Todas as suas contas on-line foram
inundadas com capturas de tela do vídeo,
ameaças explícitas de estupro e morte
e com insultos à sua fé muçulmana.
Postagens on-line sugeriam que ela
estava "disponível" para o sexo.
E ela tinha sido "doxed",
ou seja, o número de celular
e o endereço residencial dela
foram espalhados pela internet.
O vídeo foi compartilhado
mais de 40 mil vezes.
Quando alguém é alvo
desse tipo de ataque cibernético,
o dano é profundo.
A vida de Rana Ayyub
virou de cabeça para baixo.
Por semanas, ela mal podia comer ou falar.
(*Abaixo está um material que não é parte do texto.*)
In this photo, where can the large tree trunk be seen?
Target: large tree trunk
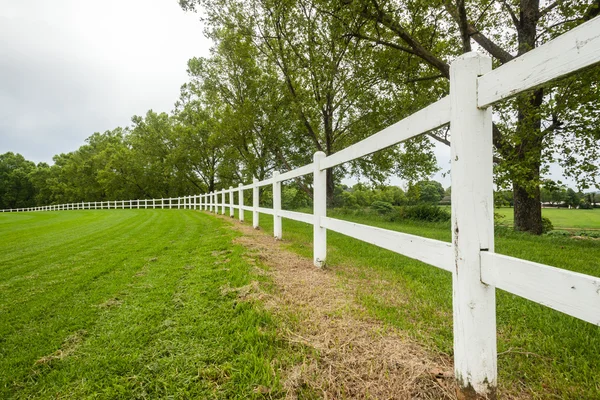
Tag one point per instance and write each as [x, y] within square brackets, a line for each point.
[528, 212]
[330, 188]
[528, 148]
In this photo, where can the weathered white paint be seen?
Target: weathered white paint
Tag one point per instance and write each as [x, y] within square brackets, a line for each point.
[241, 202]
[430, 251]
[319, 210]
[264, 210]
[265, 182]
[569, 292]
[474, 303]
[296, 216]
[570, 52]
[255, 203]
[223, 202]
[295, 173]
[425, 120]
[231, 212]
[277, 226]
[476, 269]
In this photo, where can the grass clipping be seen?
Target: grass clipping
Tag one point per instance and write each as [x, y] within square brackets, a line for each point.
[354, 357]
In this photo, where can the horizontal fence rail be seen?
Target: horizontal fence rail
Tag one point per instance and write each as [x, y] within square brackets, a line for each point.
[476, 270]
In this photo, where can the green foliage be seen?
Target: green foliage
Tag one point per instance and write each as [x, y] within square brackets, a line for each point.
[16, 186]
[382, 207]
[546, 225]
[430, 192]
[425, 212]
[565, 364]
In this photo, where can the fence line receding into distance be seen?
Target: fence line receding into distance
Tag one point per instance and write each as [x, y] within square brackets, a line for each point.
[476, 269]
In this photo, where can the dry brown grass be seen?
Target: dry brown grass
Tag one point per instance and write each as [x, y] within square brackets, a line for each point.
[68, 347]
[354, 356]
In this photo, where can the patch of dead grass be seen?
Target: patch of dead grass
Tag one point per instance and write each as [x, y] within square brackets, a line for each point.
[355, 357]
[68, 347]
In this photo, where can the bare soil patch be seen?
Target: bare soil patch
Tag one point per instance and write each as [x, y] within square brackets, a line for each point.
[354, 356]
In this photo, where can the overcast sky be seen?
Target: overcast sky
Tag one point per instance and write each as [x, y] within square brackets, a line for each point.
[69, 68]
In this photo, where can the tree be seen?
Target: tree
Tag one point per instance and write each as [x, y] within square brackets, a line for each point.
[431, 33]
[16, 188]
[336, 95]
[425, 192]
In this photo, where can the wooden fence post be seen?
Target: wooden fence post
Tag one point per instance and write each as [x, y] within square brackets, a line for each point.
[319, 210]
[223, 201]
[231, 213]
[255, 203]
[277, 228]
[241, 202]
[474, 303]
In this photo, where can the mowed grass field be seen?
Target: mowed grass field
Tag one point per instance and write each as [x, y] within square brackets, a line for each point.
[129, 304]
[542, 353]
[562, 218]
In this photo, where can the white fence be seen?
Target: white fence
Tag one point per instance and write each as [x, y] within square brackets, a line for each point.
[476, 270]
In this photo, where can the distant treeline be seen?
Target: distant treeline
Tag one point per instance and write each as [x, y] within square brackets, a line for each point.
[115, 166]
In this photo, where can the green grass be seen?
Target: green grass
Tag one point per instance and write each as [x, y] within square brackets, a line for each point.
[562, 218]
[541, 351]
[128, 304]
[133, 300]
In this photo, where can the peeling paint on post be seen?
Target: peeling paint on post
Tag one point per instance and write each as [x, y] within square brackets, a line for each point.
[277, 231]
[231, 213]
[241, 202]
[255, 203]
[474, 303]
[319, 210]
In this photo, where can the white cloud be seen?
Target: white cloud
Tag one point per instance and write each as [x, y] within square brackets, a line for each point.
[69, 68]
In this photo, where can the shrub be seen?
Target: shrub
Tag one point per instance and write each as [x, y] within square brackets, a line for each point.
[546, 225]
[425, 212]
[560, 234]
[382, 207]
[498, 219]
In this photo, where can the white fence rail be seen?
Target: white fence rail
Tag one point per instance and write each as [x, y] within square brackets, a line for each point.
[476, 270]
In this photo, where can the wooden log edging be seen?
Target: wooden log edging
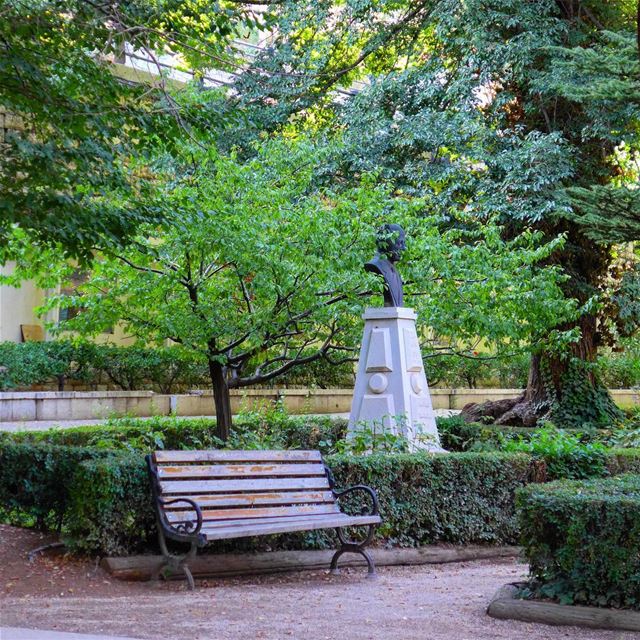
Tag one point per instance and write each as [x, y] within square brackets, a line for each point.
[221, 565]
[505, 605]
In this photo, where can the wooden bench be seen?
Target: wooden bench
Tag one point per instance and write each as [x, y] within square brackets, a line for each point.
[202, 496]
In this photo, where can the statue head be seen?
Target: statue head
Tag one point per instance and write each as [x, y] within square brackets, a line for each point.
[391, 241]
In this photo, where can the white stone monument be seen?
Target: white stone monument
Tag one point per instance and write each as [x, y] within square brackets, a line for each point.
[391, 392]
[391, 386]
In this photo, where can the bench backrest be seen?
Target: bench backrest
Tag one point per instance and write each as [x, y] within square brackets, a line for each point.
[233, 485]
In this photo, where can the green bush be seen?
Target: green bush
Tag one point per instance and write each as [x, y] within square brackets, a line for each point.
[31, 363]
[458, 435]
[35, 481]
[582, 540]
[460, 498]
[166, 369]
[564, 454]
[252, 431]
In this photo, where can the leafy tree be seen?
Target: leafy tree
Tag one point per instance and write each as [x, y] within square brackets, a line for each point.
[525, 110]
[260, 270]
[73, 170]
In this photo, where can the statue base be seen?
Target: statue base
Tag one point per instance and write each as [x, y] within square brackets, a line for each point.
[391, 392]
Ela parou de escrever e cancelou
todas as contas de rede social,
algo difícil de fazer
quando se é jornalista.
Ela tinha medo de sair
da casa de sua família.
E se aquelas ameaças fossem cumpridas?
O Conselho de Direitos Humanos da ONU
confirmou que ela não estava exagerando.
Emitiu uma declaração pública dizendo que
estavam preocupados com a segurança dela.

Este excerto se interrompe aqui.